A short while later, a sudden change of channel to CNN signalled that the Egyptian had arrived home upstairs. It was fortunate for Amina that his cleaner, Eugenia, preferred more interesting channels during the day. But in any case it was time for Angel to go home.
As she descended the stairs, she was aware of an unfamiliar lightness about her; not about her body, of course—that would have been too much to hope for—but about her spirit. She did not begin to understand it until later that night, when she looked at Grace and Faith asleep in their double bunk. It was then that she recognised that part of her new lightness was the relief that Odile had brought her in providing a solution to one of her biggest worries: these girls were going to learn about the virus and how to keep themselves safe from it.

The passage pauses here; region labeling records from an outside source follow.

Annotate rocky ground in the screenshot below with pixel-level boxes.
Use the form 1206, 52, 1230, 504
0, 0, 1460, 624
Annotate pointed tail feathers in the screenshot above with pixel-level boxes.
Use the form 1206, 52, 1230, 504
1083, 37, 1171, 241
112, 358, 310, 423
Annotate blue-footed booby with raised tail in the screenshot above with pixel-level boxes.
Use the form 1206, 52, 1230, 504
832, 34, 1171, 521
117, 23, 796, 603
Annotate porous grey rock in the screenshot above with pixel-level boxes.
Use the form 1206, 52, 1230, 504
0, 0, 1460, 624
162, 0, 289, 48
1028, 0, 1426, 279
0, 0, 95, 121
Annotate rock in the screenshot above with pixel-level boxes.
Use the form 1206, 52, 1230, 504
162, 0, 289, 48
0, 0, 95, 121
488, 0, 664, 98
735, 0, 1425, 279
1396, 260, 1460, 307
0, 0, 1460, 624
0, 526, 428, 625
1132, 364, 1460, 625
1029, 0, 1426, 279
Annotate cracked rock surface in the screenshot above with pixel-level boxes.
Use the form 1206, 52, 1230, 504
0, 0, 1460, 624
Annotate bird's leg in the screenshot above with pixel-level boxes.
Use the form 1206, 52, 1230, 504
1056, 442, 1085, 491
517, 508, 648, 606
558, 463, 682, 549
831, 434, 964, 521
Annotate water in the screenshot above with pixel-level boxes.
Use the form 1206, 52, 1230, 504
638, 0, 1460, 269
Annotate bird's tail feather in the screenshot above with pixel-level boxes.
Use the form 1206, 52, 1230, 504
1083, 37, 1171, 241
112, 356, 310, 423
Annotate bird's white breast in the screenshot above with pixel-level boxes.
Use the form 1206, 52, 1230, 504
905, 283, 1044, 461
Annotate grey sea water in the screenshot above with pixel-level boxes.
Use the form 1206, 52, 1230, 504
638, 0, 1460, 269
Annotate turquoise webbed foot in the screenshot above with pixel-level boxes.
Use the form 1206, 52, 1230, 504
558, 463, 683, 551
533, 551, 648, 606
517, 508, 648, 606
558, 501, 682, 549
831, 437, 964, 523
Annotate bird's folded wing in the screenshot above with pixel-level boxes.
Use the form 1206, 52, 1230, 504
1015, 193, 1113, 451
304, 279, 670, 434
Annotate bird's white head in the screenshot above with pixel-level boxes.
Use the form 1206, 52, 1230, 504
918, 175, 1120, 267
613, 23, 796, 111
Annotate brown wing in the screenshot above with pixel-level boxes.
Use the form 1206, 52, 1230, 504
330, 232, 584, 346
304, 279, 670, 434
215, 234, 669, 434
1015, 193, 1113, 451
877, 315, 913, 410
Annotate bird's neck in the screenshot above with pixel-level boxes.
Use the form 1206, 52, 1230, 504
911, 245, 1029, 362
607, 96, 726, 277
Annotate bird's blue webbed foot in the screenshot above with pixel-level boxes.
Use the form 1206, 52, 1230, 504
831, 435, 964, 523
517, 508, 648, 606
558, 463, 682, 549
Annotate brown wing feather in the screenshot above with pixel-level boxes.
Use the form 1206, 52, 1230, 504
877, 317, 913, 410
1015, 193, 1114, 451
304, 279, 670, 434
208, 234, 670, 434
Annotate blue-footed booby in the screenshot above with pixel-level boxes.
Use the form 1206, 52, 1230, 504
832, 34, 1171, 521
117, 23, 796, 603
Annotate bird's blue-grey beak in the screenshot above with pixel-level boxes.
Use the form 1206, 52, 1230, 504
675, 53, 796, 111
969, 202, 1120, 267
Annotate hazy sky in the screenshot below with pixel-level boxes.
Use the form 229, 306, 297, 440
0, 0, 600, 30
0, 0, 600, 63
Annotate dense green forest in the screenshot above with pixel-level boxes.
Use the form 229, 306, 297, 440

But it was only as she sat on the sofa watching the late news with Pius, and when she glanced up from the TV—as she had come to do very often—at the photo of their late children, that she fully understood what the rest of the lightness was about. In Odile she had witnessed proof that it was possible to endure a great deal of pain and still manage to survive and go on. They had killed her, Odile had said, but she had not died.
Angel was beginning to feel that she was going to be all right. Reaching for her husband’s hand, she rested her head on his shoulder.